Этот голос, который она вдруг вспомнила как голос отца, сломал все преграды, и девочка как на крыльях понеслась навстречу.

Хутор Сидоряты будто ожил. Радостные голоса его обитателей слышались то в доме с распахнутыми окнами, то среди хлевов, то у воды, то на огородах.

Когда сели за стол, вспомнили о Ниле.

– А куда ж он пропал? – спохватилась Васса Андреевна. – Всё тут был, с нами. А когда Стеня пришёл, куда-то ушёл.

Степан вызвался сходить за монахом.

– Зови, зови Нилушку, – сказала Васса Андреевна. – Он за тебя молился.

Когда Степан постучал в приоткрытую дверь и вошёл в келью, Нил сидел возле гроба у окна и смотрел в угол, где над зажжённой лампадкой чернел ряд икон.

– Степан, здравствуй, – первым заговорил монах и перекрестил вошедшего.

– Здравствуй, Нил. Вот видишь, живой я вернулся.

– Хорошо, что живой. Ты и на Озеро жизнь вернул.

– С потерей вот. Рука моя в Днепре осталась.

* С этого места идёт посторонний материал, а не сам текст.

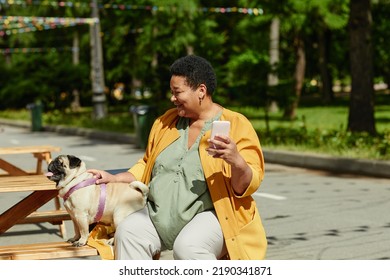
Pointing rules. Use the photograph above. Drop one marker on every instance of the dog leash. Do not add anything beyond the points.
(102, 199)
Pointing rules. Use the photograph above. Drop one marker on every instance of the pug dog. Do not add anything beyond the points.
(84, 200)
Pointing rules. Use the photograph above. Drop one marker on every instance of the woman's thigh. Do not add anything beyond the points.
(201, 238)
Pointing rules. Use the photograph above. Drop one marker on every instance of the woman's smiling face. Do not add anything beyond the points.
(184, 97)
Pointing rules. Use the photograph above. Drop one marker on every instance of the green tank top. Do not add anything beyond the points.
(178, 189)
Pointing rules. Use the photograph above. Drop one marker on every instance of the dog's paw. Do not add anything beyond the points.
(110, 241)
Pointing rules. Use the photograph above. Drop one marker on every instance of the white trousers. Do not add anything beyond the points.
(201, 239)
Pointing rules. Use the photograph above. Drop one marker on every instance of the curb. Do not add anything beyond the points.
(373, 168)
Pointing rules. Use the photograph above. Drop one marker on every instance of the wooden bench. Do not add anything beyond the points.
(43, 251)
(42, 190)
(32, 183)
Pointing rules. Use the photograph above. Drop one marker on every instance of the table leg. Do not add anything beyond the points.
(24, 208)
(11, 169)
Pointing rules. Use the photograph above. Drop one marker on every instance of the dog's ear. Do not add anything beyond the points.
(74, 161)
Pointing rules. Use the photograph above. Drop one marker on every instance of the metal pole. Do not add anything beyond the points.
(97, 71)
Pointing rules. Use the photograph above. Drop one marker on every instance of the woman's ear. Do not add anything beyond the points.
(202, 91)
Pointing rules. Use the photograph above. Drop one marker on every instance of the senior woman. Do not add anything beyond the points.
(199, 206)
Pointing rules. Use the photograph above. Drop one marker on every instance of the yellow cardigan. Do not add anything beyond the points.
(238, 215)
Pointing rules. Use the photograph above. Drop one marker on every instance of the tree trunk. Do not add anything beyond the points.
(299, 76)
(326, 80)
(361, 106)
(273, 78)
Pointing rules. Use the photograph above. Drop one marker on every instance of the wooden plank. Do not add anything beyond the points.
(28, 149)
(24, 208)
(42, 251)
(25, 183)
(54, 217)
(11, 169)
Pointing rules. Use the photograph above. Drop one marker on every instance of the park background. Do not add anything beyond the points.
(311, 75)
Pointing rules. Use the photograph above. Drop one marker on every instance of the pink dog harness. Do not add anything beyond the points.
(102, 199)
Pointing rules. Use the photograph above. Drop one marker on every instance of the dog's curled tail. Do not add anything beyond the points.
(141, 186)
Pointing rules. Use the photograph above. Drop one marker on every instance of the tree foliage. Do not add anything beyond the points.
(142, 38)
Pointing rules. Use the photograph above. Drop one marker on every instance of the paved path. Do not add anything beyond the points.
(307, 214)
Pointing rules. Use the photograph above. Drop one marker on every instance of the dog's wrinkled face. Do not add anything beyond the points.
(62, 167)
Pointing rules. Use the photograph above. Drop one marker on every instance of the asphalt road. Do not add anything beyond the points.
(308, 215)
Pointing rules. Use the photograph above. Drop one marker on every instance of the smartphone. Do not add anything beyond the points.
(220, 127)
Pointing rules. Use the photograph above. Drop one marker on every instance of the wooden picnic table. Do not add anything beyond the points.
(43, 190)
(41, 153)
(39, 190)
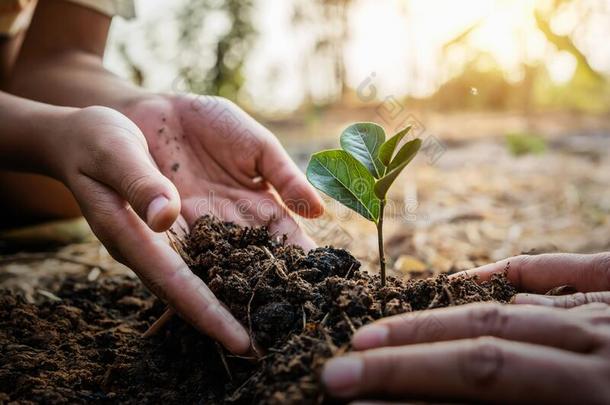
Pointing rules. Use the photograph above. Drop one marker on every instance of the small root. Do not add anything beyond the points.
(349, 322)
(159, 323)
(224, 360)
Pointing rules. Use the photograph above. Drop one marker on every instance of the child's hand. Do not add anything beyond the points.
(103, 159)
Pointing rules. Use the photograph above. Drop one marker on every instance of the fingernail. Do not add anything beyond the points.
(533, 299)
(342, 375)
(370, 336)
(154, 208)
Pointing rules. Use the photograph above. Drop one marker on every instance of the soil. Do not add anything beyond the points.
(85, 343)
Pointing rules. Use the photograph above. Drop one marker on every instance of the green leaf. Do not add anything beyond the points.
(363, 140)
(387, 149)
(405, 154)
(402, 159)
(339, 175)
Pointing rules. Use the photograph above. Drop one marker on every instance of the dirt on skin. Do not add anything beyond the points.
(300, 309)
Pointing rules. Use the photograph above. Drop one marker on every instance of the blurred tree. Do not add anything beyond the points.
(212, 62)
(327, 22)
(587, 89)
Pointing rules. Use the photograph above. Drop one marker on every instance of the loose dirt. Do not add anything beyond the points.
(85, 344)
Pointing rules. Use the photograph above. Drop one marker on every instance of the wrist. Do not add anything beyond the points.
(30, 133)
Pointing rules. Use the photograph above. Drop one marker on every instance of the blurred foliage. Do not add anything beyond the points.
(208, 63)
(211, 59)
(522, 143)
(587, 90)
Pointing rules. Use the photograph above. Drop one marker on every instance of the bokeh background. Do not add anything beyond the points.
(511, 97)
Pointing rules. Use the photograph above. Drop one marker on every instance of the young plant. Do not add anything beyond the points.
(360, 174)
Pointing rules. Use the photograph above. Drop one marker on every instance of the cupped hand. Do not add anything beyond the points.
(225, 163)
(103, 158)
(557, 352)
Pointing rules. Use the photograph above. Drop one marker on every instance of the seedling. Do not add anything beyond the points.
(360, 174)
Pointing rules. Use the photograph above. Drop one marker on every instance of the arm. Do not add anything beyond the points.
(60, 61)
(553, 352)
(205, 145)
(103, 159)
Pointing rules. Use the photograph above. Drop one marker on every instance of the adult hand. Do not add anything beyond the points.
(103, 158)
(490, 352)
(225, 163)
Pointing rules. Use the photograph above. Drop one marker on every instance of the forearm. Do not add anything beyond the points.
(61, 60)
(27, 130)
(73, 78)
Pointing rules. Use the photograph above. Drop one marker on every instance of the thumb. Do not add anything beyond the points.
(129, 170)
(563, 301)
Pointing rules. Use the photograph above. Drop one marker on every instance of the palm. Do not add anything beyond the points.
(223, 162)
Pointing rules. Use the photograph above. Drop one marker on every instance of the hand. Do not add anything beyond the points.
(103, 159)
(225, 163)
(488, 352)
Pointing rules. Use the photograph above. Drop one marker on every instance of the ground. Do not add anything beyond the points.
(473, 203)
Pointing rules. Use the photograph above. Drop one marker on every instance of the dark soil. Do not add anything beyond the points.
(301, 309)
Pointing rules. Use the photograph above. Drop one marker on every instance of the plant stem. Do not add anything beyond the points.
(380, 240)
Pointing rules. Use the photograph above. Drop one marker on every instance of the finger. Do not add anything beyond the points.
(563, 301)
(474, 369)
(265, 208)
(158, 265)
(125, 165)
(281, 172)
(541, 273)
(538, 325)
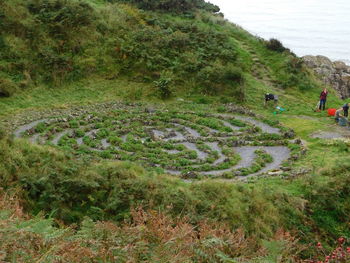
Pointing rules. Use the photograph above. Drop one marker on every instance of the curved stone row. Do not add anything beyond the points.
(189, 144)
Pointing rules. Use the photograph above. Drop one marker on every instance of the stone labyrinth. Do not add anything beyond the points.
(187, 144)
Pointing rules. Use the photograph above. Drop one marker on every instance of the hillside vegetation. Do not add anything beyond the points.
(175, 43)
(57, 204)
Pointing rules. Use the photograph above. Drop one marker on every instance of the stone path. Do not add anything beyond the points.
(180, 143)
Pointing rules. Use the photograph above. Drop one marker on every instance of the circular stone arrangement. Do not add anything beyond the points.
(187, 144)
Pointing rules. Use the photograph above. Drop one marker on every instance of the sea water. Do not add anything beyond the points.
(307, 27)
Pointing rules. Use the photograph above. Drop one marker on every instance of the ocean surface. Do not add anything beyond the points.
(307, 27)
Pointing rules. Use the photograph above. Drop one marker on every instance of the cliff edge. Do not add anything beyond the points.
(336, 74)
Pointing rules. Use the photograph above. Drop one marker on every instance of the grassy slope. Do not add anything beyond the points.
(265, 213)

– С пустым рукавом – не с пустой душой. Проживёшь… Медаль-то заслужил? Учло ль начальство твою кровь?

– Учло. Вот она, моя награда.

Степан вытащил из бокового кармана носовой платок, завязанный узелком, развязал его и положил на лавку перед Нилом медаль «За боевые заслуги».

– Вот моя вторая рука, Нил.

– Нет, Степан, это твоя совесть. Сбереги. Наступит такое время, когда медали будут швырять под ноги. А ты сохрани. Сыну отдашь.

– Так у меня ж, Нил, дочь.

– Будет у тебя сын. Родишь и сына.

Нил снова поднял глаза к лампадке и иконам. Видно было, что он что-то обдумывал. И Степан не решился нарушить его молчания. Терпеливо ждал.